Daniel Lomotey

Personal information
- Full name: Daniel Agbloe Adzigodi Lomotey
- Date of birth: 16 August 1999 (age 27)
- Place of birth: Ghana
- Height: 1.77 m (5 ft 10 in)
- Position: Forward

Senior career*
- Years: Team / Apps / (Gls)
- 2017–2021: WAFA / 39 / (18)
- 2021–2022: ES Sétif / 9 / (2)

International career
- 2019: Ghana U20 / 3 / (2)

= Daniel Lomotey =

Ghanaian footballer (born 1999)

Daniel Agbloe Adzigodi Lomotey (born 16 August 1999) is a Ghanaian footballer who plays as a forward.

== Club career ==
=== WAFA ===
Lomotey began his senior career with WAFA, establishing himself in the first team during the 2017 Ghanaian Premier League season. In April 2017, he scored twice in a 2–1 away victory over Elmina Sharks, helping WAFA maintain their position at the top of the league table. His performances that month, during which he scored four goals and provided five assists, earned him a nomination for the NASCO Player of the Month award.

Lomotey enjoyed a prolific start to the 2020–21 Ghana Premier League season. On 3 January 2021, he scored four goals as WAFA defeated Medeama 5–4 in Sogakope, becoming the first player to score four goals in a match during the season. He left WAFA later that month having scored eight goals in nine league appearances during the campaign.

===ES Sétif===
In January 2021, Lomotey joined Algerian club ES Sétif on a three-year contract after his proposed move to Tunisian side AS Soliman fell through. He joined Sétif after scoring eight goals in nine league appearances for WAFA and was the joint-leading scorer in the Ghana Premier League at the time of his departure.

Lomotey scored his first Algerian league goal on 9 August 2021, coming off the bench and scoring shortly afterwards in a 4–0 victory over US Biskra. The result secured Sétif qualification for the 2021–22 CAF Champions League. He remained with the club during the 2021–22 season and featured in the CAF Champions League before leaving Sétif in 2022.

=== Medeama ===
In August 2023, Lomotey joined reigning Ghana Premier League champions Medeama on a two-year contract following his departure from ES Sétif.

He scored on his league debut for the club, coming off the bench to equalise in a 2–2 draw against Accra Lions in September 2023.

Lomotey also featured for Medeama in the 2023–24 CAF Champions League. On 1 December 2023, he scored the equaliser in a 2–1 group-stage victory over Algerian club CR Belouizdad, with Kamaradini Mamudu scoring the winning goal in stoppage time.

=== Later Career ===
In August 2024, Lomotey joined newly promoted Young Apostles on a free transfer following his departure from Medeama.

On 22 September 2024, he scored his first league goal for the club in a 1–1 draw against Asante Kotoko at the Len Clay Stadium.
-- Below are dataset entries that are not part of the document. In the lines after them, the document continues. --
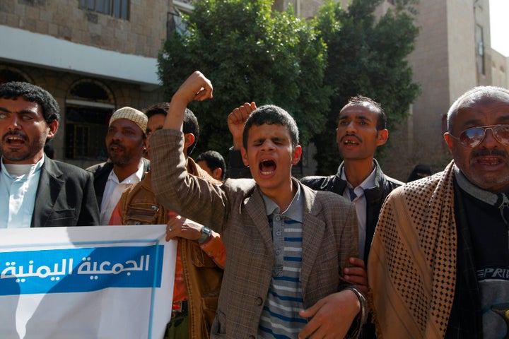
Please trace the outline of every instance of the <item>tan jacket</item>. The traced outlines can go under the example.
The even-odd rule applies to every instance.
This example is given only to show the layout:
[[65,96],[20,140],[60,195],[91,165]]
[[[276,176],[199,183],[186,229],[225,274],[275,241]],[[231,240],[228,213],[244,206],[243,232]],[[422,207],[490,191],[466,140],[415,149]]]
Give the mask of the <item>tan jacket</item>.
[[[274,266],[270,225],[259,189],[252,179],[212,185],[188,175],[182,132],[156,131],[151,137],[154,191],[183,216],[211,225],[221,234],[226,266],[212,338],[257,337]],[[332,192],[299,185],[304,199],[302,295],[304,307],[350,288],[343,278],[348,258],[357,257],[355,208]],[[338,320],[340,321],[341,320]]]
[[[189,172],[221,184],[188,160]],[[160,225],[168,222],[168,210],[156,203],[152,191],[151,173],[127,189],[120,198],[122,225]],[[209,338],[216,316],[223,270],[205,254],[198,242],[179,238],[189,316],[189,338]]]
He later scored the only goal in a 1–0 victory over Dreams FC on 27 October. In August 2025, Lomotey joined Eleven Wonders ahead of the 2025–26 Ghana Premier League season. On 16 November 2025, he scored against his former club Medeama in a 2–1 league defeat at the Ohene Ameyaw Park.

== International career ==
Lomotey represented Ghana U20 at the 2019 Africa U-20 Cup of Nations in Niger. He was named in Ghana's 21-man squad for the tournament and started their opening group match against Burkina Faso. Lomotey scored both goals in a 2–0 victory, finding the net in the 41st and 77th minutes. He featured in all three of Ghana's matches at the tournament, finishing with two goals as Ghana were eliminated in the group stage.

Later in February 2019, Lomotey was called up to the Ghana national under-23 football team ahead of the country's Africa U-23 Cup of Nations qualifying matches against Gabon.